Wer sich für Sport interessiert, liest montags morgens gerne die Spielergebnisse vom Wochenende nach. Und sich für seinen Heimatclub zu begeistern, gilt den Psychologen als eine der einfachen Möglichkeiten zu mehr Glück im Alltag. Als Wahl-Nürnberger bin ich da vorsichtig. Statt für Fuß- entschied ich mich für Basketball.

Meine Montagmorgenlektüre zeigt mir die Ergebnisse in der Basketball-Bundesliga: den Ausgang der sechs Spiele vom Wochenende und den Tabellenstand der 18 Vereine. Das sind insgesamt 108 Zahlenwerte auf einer Achtel DIN-A4-Seite.


Nürnberger Nachrichten, 30.10.2006.

Da die Nürnberger Basketballer seit Beginn der Saison kein Spiel gewonnen haben (Stand: 30.10.2006), zweifle ich nicht nur an meinem Glücksratgeber, sondern suche Trost im Aktienteil meiner Zeitung. Da bekomme ich etwa ein Tausend Werte auf einer DIN-A4-Seite.

Less is not more, less is a bore

Für einen Manager wäre das bereits der Höhepunkt an Informationsdichte für den Rest des Tages gewesen. Seit Managementinformationssysteme aussehen wie Tachometer, enthalten typische Unternehmensberichte etwa 50 Zahlen pro Seite und erreichen damit nur etwa 6 % der Informationsdichte meiner Basketballtabelle.

Dass Armaturenbretter aussehen, wie sie aussehen, hat einen guten Grund. Im Gegensatz zu Autofahrern schauen Manager aber nicht aus dem Fenster, um ihr Unternehmen zu steuern. Sie haben durchaus mehr Zeit für das Studium eines aussagekräftigen Berichts.

Verstehen heißt Vergleichen

Um aussagekräftig zu sein, muss ein Bericht Vergleiche ermöglichen. Das tut er nur, wenn er nach Möglichkeit alle dazu nötigen Zahlen auf einer Seite versammelt. Die so genannten Dashboards erfüllen den Wunsch der Manager nach kompakter Information nicht durch Verdichtung, sondern durch Weglassen. Das ist grober Unfug.

Maximales Daten-Tinte-Verhältnis

Gutes Berichtsdesign beruht auf einfachen Prinzipien und ihrer konsequenten Einhaltung. 3D, Vielfarbigkeit und naiv vereinfachte Grafiken gehören nicht dazu. Neue Möglichkeiten eröffnen verfeinerte Techniken wie Sparklines, grafische Tabellen, parametrierungsfreie Warnsignale oder automatische Trenderkennung.

One Reply to “Sind Fußballfans klüger als Manager?”

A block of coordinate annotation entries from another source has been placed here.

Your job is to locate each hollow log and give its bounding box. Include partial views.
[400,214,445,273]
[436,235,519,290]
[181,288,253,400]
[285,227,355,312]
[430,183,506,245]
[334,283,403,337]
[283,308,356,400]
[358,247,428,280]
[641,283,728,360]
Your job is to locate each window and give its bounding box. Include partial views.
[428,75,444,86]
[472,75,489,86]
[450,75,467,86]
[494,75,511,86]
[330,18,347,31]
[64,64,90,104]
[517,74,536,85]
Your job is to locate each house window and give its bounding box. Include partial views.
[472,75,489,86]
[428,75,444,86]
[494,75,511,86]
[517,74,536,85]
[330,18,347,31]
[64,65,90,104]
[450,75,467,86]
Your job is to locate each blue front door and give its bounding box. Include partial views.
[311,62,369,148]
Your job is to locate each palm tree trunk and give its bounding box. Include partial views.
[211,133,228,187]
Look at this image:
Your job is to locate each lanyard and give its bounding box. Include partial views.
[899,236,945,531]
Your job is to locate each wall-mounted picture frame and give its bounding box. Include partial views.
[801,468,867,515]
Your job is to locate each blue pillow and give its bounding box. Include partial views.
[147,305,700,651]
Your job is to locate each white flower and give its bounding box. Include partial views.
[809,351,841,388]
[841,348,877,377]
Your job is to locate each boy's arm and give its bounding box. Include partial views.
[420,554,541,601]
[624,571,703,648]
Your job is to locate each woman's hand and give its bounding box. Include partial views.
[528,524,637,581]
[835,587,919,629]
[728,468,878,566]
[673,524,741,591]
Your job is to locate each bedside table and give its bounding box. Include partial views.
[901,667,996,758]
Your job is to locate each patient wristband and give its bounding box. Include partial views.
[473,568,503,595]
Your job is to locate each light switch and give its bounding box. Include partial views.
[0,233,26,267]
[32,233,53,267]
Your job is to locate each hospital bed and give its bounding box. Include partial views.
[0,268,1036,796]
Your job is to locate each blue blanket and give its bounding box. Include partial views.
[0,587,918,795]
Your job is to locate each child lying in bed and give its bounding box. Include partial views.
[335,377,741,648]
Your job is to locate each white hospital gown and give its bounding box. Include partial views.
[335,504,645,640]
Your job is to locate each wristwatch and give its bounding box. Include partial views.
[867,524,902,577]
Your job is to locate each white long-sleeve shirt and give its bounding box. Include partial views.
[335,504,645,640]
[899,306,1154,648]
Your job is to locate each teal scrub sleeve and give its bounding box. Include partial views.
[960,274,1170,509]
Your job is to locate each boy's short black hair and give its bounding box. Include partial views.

  1. Ich gebe Ihnen Recht mit den „Tachometer“-Designs. Andererseits lesen Sie EINE Basketballtabelle, suchen dort (wahrscheinlich?) hauptsächlich nach IHREM Club (ich persönlich suche nur ALBA). Bei den Aktien ist es wahrscheinlich ähnlich: in dem Zahlenwust, oder der Zahlenwüste, suchen Sie nach wie vielen Werten? DAX plus zwei, drei Einzelwerte?

    Also ist doch die Frage, wie viele Zahleninformationen nehmen Sie aus den Übersichten bewußt auf? Sind das dann wirklich mehr als die 12 bis 60 Werte aus den von Ihnen kritisierten Dashboards?!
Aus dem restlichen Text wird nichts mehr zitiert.